Flogging Molly’s new CD, “Speed of Darkness,” will be released May 31 and offers several new songs.
“This will be the fourth Green 17 tour after ‘Float,’” Maxwell said, mentioning the group’s most recent studio CD, released in 2008. “It’s definitely time for new material.”
The new album was written in Detroit, where Dave King (the group’s frontman and chief songwriter) and his wife, fiddler Bridget Regan, live.
The rest of the band — accordion player Matt Hensley, guitarist Dennis Casey, mandolin/banjo player Bob Schmidt, drummer George Schwindt and Maxwell — went to the Motor City last fall to write songs for the CD with the couple.

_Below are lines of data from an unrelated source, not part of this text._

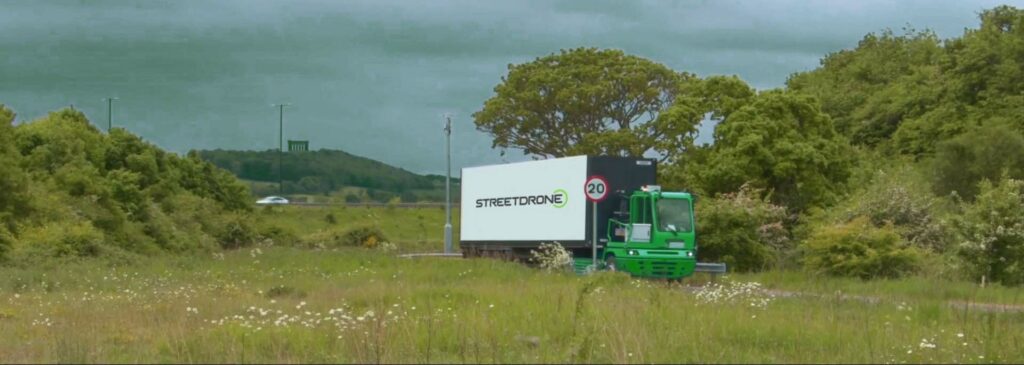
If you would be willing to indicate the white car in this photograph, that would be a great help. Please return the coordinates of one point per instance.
(271, 201)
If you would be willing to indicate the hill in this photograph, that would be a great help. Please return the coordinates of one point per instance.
(69, 191)
(327, 172)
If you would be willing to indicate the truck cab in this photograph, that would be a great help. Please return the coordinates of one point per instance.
(654, 237)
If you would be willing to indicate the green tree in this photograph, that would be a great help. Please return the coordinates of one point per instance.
(780, 143)
(585, 100)
(991, 232)
(986, 153)
(869, 90)
(860, 249)
(741, 230)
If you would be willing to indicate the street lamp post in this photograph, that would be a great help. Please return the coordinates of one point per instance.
(281, 143)
(448, 186)
(110, 112)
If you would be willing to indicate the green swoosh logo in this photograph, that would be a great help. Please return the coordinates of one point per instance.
(565, 198)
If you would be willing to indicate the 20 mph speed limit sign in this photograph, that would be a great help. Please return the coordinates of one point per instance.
(596, 189)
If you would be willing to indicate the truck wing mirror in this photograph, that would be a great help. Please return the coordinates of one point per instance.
(640, 233)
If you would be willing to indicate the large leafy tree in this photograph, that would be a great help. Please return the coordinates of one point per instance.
(871, 89)
(589, 100)
(780, 143)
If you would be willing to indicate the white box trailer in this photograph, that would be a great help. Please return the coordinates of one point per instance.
(517, 206)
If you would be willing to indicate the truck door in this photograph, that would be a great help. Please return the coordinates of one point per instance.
(640, 219)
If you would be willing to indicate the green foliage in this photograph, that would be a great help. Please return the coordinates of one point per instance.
(13, 180)
(65, 239)
(585, 100)
(899, 196)
(859, 249)
(909, 92)
(366, 237)
(6, 241)
(321, 171)
(983, 154)
(95, 194)
(991, 232)
(780, 143)
(741, 230)
(236, 231)
(871, 88)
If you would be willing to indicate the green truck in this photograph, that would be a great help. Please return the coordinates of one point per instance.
(510, 209)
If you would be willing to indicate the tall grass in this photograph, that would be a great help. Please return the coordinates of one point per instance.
(355, 306)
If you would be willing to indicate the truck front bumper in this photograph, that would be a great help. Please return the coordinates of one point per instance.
(656, 266)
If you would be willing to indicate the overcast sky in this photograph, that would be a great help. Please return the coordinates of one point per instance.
(374, 78)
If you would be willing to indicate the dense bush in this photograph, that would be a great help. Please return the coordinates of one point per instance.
(991, 232)
(859, 249)
(366, 237)
(94, 194)
(901, 198)
(741, 230)
(984, 154)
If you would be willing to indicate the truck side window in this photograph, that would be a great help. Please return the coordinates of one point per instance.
(640, 210)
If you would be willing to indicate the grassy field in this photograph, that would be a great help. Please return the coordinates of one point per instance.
(413, 230)
(284, 305)
(275, 305)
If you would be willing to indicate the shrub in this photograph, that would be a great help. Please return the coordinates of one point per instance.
(859, 249)
(279, 235)
(552, 256)
(899, 198)
(991, 232)
(66, 239)
(367, 237)
(236, 232)
(984, 154)
(741, 230)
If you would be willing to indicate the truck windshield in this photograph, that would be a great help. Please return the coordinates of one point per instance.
(674, 214)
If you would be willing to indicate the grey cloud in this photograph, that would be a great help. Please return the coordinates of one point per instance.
(375, 77)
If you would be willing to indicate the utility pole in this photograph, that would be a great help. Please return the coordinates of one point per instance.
(448, 185)
(110, 112)
(281, 144)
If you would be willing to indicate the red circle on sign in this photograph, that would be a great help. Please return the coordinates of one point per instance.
(596, 185)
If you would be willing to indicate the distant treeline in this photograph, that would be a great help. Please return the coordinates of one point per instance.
(325, 171)
(68, 190)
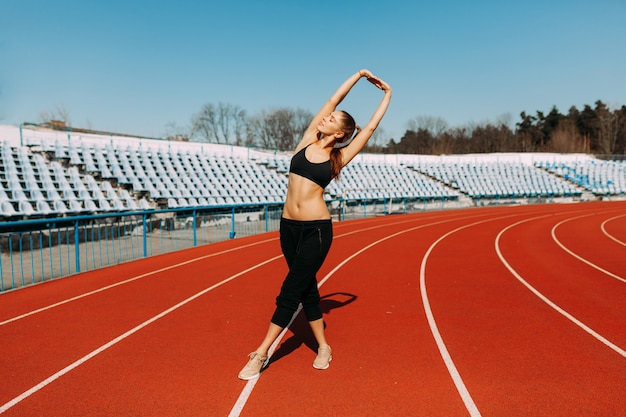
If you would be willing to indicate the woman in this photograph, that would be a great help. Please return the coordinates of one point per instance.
(305, 227)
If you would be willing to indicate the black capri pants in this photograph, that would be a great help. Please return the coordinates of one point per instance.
(305, 245)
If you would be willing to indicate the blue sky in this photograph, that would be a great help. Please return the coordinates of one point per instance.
(135, 67)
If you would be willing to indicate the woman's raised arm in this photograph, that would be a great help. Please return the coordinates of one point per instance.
(360, 140)
(330, 106)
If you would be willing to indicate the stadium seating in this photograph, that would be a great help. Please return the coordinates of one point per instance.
(48, 173)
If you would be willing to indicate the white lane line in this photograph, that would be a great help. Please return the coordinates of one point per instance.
(580, 258)
(610, 236)
(167, 268)
(549, 302)
(118, 339)
(247, 390)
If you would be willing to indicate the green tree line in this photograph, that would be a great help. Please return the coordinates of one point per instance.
(597, 130)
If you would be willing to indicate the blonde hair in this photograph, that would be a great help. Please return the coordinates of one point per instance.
(349, 127)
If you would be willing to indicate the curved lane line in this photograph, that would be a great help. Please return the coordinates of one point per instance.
(580, 258)
(118, 339)
(135, 278)
(134, 330)
(546, 300)
(247, 390)
(607, 234)
(156, 271)
(443, 350)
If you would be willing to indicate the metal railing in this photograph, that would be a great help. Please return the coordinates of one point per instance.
(38, 250)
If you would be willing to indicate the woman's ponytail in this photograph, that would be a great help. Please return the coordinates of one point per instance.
(350, 132)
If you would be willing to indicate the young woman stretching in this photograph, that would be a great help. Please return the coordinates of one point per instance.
(305, 227)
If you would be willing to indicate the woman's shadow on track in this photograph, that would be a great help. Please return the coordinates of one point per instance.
(302, 333)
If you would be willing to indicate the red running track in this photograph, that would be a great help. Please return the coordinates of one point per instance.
(508, 311)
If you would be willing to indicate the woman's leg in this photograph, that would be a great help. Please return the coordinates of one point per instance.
(272, 333)
(317, 326)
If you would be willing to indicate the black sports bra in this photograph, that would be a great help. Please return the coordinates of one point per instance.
(319, 173)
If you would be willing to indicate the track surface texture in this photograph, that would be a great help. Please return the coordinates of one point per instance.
(507, 311)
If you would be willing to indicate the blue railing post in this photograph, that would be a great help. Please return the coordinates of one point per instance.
(232, 230)
(195, 239)
(77, 245)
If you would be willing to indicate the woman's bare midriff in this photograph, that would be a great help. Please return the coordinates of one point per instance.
(305, 200)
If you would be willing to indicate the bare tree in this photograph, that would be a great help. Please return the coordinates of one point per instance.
(59, 114)
(566, 138)
(221, 123)
(434, 125)
(279, 128)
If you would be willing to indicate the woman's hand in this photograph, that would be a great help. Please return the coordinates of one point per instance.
(379, 83)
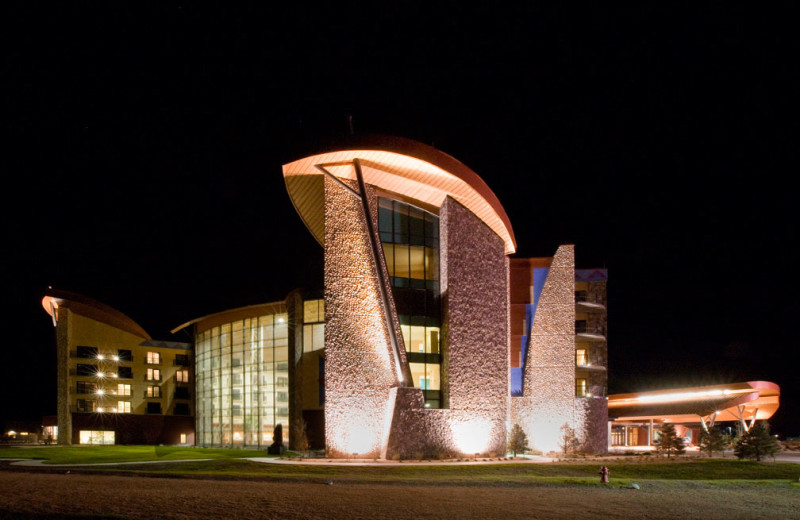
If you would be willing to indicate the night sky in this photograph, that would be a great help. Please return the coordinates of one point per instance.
(143, 150)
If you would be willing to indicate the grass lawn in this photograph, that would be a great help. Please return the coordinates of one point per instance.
(720, 472)
(101, 454)
(228, 464)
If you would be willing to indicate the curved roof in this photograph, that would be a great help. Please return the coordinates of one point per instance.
(218, 318)
(404, 167)
(90, 308)
(753, 400)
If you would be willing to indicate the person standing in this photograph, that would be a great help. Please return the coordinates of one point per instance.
(604, 475)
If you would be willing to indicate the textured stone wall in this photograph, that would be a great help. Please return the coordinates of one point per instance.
(591, 423)
(548, 396)
(359, 364)
(62, 377)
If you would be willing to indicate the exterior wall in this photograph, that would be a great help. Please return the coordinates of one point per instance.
(73, 330)
(243, 379)
(359, 359)
(591, 423)
(474, 277)
(548, 396)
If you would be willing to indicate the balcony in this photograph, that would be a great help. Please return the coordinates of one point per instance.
(585, 302)
(589, 332)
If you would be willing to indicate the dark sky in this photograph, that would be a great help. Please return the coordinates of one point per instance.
(144, 146)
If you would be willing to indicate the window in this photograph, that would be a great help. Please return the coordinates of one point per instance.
(86, 370)
(87, 405)
(87, 352)
(96, 437)
(313, 311)
(313, 337)
(580, 388)
(86, 387)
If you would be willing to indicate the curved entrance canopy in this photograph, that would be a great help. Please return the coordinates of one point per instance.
(750, 401)
(412, 171)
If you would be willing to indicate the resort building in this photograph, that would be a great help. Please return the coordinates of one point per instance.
(636, 419)
(116, 385)
(418, 310)
(428, 338)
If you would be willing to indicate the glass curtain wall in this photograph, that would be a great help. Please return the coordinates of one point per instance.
(242, 371)
(410, 239)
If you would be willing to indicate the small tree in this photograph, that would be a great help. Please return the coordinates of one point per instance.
(757, 443)
(670, 442)
(713, 440)
(568, 442)
(517, 440)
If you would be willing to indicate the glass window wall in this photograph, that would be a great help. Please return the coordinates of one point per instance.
(242, 370)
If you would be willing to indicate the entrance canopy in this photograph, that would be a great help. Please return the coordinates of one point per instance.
(750, 401)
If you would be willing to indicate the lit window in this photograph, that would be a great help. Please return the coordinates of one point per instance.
(96, 437)
(86, 405)
(580, 387)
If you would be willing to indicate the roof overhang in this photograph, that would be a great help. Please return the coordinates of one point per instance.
(227, 316)
(753, 400)
(85, 306)
(411, 170)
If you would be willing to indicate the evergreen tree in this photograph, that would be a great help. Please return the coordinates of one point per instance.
(713, 440)
(757, 443)
(301, 437)
(517, 440)
(670, 442)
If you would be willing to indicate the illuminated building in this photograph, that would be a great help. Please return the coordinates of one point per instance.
(426, 340)
(637, 419)
(419, 294)
(116, 385)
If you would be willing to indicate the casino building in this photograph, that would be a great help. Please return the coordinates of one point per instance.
(428, 338)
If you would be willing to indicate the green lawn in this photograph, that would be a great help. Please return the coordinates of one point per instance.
(101, 454)
(228, 464)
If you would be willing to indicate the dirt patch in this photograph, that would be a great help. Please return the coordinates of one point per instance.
(50, 495)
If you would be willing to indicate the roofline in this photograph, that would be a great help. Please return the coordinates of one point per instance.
(423, 152)
(85, 306)
(252, 310)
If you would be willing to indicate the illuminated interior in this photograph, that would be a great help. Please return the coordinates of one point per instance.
(243, 381)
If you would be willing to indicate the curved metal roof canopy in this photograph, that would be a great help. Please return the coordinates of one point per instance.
(752, 400)
(407, 168)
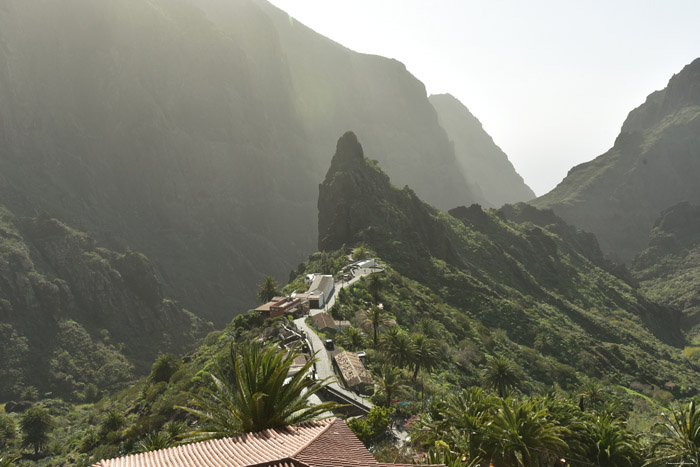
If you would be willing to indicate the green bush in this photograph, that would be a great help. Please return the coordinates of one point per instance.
(164, 367)
(373, 426)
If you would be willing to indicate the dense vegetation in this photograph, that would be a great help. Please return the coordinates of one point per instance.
(205, 150)
(668, 271)
(426, 350)
(75, 318)
(652, 166)
(546, 286)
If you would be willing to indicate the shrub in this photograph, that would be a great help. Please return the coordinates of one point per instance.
(164, 367)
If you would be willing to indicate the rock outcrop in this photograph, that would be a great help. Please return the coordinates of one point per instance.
(519, 269)
(197, 131)
(669, 269)
(484, 164)
(654, 164)
(73, 313)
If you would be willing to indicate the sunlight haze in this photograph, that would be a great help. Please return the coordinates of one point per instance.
(550, 81)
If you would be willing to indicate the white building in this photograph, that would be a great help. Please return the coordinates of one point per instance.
(320, 290)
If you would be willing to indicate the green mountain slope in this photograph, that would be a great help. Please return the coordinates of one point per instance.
(653, 165)
(486, 166)
(195, 132)
(669, 269)
(74, 314)
(546, 284)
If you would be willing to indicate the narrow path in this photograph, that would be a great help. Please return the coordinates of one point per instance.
(324, 365)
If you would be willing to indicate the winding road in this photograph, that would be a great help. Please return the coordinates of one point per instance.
(324, 365)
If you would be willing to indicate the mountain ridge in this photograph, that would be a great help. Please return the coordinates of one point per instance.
(652, 166)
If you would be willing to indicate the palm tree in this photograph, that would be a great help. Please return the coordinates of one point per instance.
(681, 443)
(399, 347)
(389, 381)
(426, 355)
(609, 444)
(352, 339)
(468, 412)
(376, 319)
(523, 435)
(268, 289)
(155, 441)
(501, 374)
(593, 392)
(36, 423)
(253, 396)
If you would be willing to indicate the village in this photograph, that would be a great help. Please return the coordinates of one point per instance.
(312, 330)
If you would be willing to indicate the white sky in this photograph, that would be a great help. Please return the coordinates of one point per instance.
(551, 80)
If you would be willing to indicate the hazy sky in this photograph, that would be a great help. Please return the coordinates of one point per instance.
(551, 80)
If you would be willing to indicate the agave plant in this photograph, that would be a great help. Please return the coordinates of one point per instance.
(681, 441)
(253, 395)
(523, 434)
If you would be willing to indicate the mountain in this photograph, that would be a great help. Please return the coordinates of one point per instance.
(518, 269)
(653, 165)
(197, 131)
(669, 269)
(485, 165)
(74, 314)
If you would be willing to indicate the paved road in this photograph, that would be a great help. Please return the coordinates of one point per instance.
(324, 366)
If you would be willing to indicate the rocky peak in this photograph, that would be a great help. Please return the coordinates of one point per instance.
(683, 90)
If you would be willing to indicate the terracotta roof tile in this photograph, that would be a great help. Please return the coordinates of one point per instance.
(352, 369)
(249, 449)
(329, 443)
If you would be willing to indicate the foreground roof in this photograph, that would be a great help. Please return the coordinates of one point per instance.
(329, 443)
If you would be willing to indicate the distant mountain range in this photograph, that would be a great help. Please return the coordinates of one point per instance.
(73, 314)
(654, 164)
(197, 131)
(485, 165)
(523, 270)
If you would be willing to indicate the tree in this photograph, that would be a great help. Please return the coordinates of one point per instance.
(425, 356)
(7, 460)
(113, 421)
(609, 444)
(359, 254)
(461, 422)
(7, 430)
(681, 441)
(252, 395)
(524, 435)
(399, 347)
(36, 424)
(154, 441)
(501, 374)
(389, 381)
(268, 289)
(164, 368)
(375, 319)
(375, 286)
(373, 426)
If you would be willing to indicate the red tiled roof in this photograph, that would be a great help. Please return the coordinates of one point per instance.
(273, 445)
(323, 321)
(329, 443)
(352, 369)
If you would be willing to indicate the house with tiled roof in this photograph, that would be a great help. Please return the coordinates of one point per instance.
(324, 322)
(328, 443)
(353, 372)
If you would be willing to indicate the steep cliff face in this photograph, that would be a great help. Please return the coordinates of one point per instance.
(654, 164)
(519, 269)
(669, 269)
(197, 132)
(485, 165)
(72, 313)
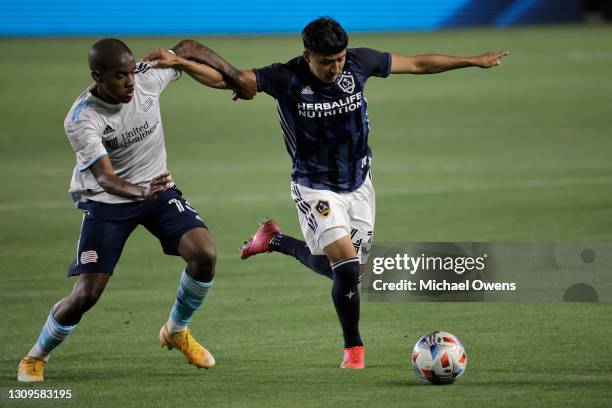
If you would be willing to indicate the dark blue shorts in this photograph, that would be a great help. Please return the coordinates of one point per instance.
(106, 227)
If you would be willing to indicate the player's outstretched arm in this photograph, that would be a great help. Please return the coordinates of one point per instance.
(103, 171)
(195, 51)
(434, 63)
(200, 72)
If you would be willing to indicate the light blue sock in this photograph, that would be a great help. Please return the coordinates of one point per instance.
(189, 298)
(51, 335)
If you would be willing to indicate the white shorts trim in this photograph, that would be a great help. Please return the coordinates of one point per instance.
(326, 216)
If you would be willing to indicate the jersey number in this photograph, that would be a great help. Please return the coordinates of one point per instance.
(181, 206)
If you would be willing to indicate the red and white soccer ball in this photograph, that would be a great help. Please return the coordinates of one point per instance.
(439, 358)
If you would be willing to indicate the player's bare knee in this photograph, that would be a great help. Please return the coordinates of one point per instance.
(85, 299)
(202, 263)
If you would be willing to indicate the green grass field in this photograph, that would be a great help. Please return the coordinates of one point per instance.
(522, 152)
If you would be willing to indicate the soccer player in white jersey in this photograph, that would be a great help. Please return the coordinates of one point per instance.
(323, 116)
(121, 181)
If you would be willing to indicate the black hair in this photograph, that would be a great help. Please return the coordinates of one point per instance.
(106, 53)
(324, 36)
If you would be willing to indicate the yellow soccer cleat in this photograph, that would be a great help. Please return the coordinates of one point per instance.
(31, 369)
(184, 341)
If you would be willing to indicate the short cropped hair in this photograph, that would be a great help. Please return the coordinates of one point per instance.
(324, 36)
(105, 54)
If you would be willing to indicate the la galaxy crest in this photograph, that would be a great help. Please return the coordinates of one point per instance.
(346, 82)
(323, 208)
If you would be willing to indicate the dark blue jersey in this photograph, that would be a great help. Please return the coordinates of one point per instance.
(325, 125)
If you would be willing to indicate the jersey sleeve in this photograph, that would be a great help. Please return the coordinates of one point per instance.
(271, 79)
(157, 78)
(86, 142)
(373, 62)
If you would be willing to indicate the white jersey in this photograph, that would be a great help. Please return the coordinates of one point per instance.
(130, 134)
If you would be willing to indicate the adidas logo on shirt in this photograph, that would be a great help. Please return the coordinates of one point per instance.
(108, 130)
(307, 91)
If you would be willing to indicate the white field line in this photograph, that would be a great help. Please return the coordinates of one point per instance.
(399, 191)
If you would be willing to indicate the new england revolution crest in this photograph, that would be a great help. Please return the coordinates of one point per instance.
(323, 208)
(346, 82)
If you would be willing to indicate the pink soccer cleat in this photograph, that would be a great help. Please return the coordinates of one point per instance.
(260, 242)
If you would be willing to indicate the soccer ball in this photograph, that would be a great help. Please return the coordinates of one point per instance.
(439, 358)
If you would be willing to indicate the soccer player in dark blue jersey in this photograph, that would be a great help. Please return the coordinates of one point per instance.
(323, 116)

Maxwell said the setting had a big impact on the music.
“The very nature of what Detroit is as a city and what it has gone through … is pretty profound for us,” he said. “We felt a really strong connection and a sense of inspiration from that.”
Songs on the new release deal with the recession and hard times people have faced over the past few years, but the new CD isn’t meant to be depressing, Maxwell said.
“When you’re there and you meet the people (of Detroit), the sense of perseverance and the sense of hope through the tribulation, you can feel it,” Maxwell said. “I think the album is more about solutions and inspiration rather than about pointing out a narrative on wow, look how (messed up) everything is.”
After the Detroit writing sessions, Flogging Molly went to Asheville, North Carolina for two and a half weeks of recording.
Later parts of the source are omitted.